Jimly Asshiddiqie, mengatakan,
boleh saja putusan MK memuat ultra petita jika masalah pokok yang
dimintakan review terkait pasal-pasal lain dan menjadi jantung dari UU
yang harus diuji itu. Menurut Jimly, larangan ultra petita hanya ada
dalam peradilan perdata. Sedangkan Bagir Manan mengatakan, ultra petita
dalam putusan MK dapat dibenarkan asal dalam permohonan judicial review
atas isi UU itu pemohon mencantumkan permohonan ex aequo et bono
(memutus demi keadilan).
Mahkamah Konstitusi melakukan
ultra petita dengan alasan bahwa dalil yang dinyatakan Mahkamah
Konstitusi untuk membatalkan keseluruhan UU diluar permohonan pemohon,
karena menyangkut kepentingan masyarakat luas, serta menimbulkan akibat
hukum yang lebih luas dari pada sekadar mengenai kepentingan Pemohon
sebagai perorangan.
Hukum bukan sebagai sebuah
produk yang selesai ketika diundangkan atau hukum tidak selesai ketika
tertera menjadi kalimat yang rapih dan bagus, tetapi melalui proses
pemaknaan yang tidak pernah berhenti maka hukum akan menampilkan jati
dirinya yaitu sebagai sebuah “ilmu”. Kita dapat memaknai putusan MK yang
bersifat ultra petita untuk mewujudkan keadilan konstitusi.

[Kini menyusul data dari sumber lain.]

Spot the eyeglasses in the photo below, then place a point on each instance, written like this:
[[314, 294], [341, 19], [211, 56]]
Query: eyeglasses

Jika menilik kembali fungsi
Mahkamah Konstitusi sebagai lembaga pengawal konstitusi, lembaga
nomokratis pengimbang dan pengarah sistem demokrasi, lembaga penjaga hak
konstitusional hak warga negara, dan lembaga penafsir tertinggi atas
ketentuan konstitusi maka MK tidak hanya memutus berdasarkan petitum
para pemohon. Tetapi juga harus melihat substansi gugatan tersebut.
Sejarah mencatat bahwa kewenangan judicial review pun lahir dari sebuah
putusan ultra petita yang diputuskan oleh hakim agung John Marshall di
Supreme Court (Mahkamah Agung Amerika).